Lorsqu’il se présente devant l’ambassade de France, il y a trop de monde à son goût. Alors il s’en va déambuler dans le centre-ville de Bamako. On est dans la capitale du Mali, on est le mercredi 5 janvier 2011 et, au bout de quatre heures, l’homme au tee-shirt rayé et à la bonbonne de gaz revient sur ses pas. Toujours la foule. Il s’installe dans un jardin à proximité de l’ambassade en attendant que les environs se désemplissent. Peut-être aussi hésite-t-il à mourir.
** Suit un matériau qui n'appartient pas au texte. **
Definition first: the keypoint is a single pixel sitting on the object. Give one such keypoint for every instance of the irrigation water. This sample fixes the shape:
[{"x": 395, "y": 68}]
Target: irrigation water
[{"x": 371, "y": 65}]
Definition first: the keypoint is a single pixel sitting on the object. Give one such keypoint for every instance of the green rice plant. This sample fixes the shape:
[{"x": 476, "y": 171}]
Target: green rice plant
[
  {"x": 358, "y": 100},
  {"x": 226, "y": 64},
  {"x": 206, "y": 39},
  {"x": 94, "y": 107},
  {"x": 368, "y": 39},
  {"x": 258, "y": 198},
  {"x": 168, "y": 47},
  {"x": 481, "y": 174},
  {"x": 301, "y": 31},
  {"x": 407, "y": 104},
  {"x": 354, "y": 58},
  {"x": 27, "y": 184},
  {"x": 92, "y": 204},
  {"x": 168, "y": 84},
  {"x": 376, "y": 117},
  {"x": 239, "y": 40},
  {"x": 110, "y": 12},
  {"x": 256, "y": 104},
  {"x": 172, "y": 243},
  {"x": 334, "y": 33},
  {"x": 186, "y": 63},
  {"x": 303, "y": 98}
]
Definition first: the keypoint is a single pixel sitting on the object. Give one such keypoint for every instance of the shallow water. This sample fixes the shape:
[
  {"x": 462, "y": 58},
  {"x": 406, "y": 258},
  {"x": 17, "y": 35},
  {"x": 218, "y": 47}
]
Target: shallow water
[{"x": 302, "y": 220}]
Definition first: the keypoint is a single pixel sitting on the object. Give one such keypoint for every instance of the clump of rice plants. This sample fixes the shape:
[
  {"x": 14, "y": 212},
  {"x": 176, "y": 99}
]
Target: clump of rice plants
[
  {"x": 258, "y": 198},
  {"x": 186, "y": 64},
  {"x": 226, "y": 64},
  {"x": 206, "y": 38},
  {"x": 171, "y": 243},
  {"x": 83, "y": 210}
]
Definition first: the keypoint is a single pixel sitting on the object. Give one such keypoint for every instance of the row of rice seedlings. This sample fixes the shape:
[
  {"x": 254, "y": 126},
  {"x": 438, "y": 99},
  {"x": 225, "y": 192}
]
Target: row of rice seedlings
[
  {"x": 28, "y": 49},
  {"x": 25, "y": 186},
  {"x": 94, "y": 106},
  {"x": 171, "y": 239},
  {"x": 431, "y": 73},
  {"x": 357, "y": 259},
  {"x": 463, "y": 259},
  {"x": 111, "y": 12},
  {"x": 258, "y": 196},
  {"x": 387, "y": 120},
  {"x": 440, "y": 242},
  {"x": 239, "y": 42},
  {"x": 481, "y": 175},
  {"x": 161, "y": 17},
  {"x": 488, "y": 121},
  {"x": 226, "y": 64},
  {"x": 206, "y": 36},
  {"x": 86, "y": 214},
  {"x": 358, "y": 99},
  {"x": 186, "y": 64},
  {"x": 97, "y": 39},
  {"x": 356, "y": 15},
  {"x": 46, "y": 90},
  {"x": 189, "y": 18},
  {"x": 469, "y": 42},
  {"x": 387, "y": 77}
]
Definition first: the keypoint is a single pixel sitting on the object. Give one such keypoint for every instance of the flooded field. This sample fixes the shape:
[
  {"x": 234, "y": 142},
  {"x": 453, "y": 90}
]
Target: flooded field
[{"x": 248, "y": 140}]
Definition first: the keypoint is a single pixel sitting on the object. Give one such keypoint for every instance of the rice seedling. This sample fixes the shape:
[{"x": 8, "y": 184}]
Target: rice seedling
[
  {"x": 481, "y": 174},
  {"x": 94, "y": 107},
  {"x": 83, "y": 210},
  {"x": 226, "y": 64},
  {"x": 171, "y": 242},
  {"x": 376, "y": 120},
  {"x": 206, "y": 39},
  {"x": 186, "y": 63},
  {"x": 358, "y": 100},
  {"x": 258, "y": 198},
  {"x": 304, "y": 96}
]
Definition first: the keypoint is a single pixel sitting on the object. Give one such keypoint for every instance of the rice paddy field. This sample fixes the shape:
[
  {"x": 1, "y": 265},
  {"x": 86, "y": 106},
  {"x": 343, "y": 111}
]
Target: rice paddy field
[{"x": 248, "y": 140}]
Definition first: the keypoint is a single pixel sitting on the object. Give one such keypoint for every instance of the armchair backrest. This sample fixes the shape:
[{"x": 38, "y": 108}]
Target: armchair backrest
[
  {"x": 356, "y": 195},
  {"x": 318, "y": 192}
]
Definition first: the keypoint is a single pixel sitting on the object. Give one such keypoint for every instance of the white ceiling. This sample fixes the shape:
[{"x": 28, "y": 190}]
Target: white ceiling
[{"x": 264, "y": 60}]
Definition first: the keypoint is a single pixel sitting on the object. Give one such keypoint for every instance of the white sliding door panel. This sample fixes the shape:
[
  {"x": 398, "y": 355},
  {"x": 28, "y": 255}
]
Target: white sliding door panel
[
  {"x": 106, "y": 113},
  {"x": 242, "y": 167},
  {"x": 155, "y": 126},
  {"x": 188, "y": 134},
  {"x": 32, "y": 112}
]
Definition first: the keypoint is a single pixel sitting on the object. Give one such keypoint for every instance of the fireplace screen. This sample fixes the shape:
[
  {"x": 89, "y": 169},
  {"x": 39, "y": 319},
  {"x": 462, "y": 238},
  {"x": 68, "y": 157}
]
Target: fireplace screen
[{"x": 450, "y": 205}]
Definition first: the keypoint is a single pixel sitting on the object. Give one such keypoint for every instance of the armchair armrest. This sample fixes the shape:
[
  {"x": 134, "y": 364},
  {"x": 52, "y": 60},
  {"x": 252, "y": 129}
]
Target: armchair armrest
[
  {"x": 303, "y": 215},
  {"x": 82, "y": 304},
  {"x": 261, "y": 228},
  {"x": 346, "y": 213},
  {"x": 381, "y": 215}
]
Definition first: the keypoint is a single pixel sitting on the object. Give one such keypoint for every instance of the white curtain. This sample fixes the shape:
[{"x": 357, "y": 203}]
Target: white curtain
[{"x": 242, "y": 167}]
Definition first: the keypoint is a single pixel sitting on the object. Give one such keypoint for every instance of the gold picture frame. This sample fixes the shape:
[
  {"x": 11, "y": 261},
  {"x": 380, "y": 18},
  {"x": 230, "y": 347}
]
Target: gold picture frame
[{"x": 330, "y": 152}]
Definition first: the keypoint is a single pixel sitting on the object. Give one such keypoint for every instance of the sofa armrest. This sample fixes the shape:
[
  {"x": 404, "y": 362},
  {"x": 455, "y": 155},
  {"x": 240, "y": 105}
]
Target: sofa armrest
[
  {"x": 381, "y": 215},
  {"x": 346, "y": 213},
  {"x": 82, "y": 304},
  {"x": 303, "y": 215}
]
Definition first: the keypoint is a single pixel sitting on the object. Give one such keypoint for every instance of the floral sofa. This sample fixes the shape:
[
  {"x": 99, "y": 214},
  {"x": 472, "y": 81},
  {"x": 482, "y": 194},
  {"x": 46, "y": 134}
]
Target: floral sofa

Béchir Sinoun photographié par des policiers dans les heures suivant son attentat raté. © DR Béchir Sinoun photographié par des policiers dans les heures suivant son attentat raté. © DR

Il est maintenant 17 heures 55, l’individu a fini de patienter. Il emprunte la chaussée qui longe le mur du bâtiment et fait feu sur un vigile qui, blessé à la jambe, se réfugie dans sa guérite. L’inconnu mitraille la vitre blindée, puis jette la grenade qu’il avait à la main en direction de l’entrée de l’ambassade. L’exécution du geste a été trop lente, le gardien a eu le temps de refermer les portes coulissantes. Le souffle de l’explosion ne sonne que le terroriste mais résonne jusque dans l’ambassade. De bureau en bureau, le bruit se répand : « On est attaqués ! »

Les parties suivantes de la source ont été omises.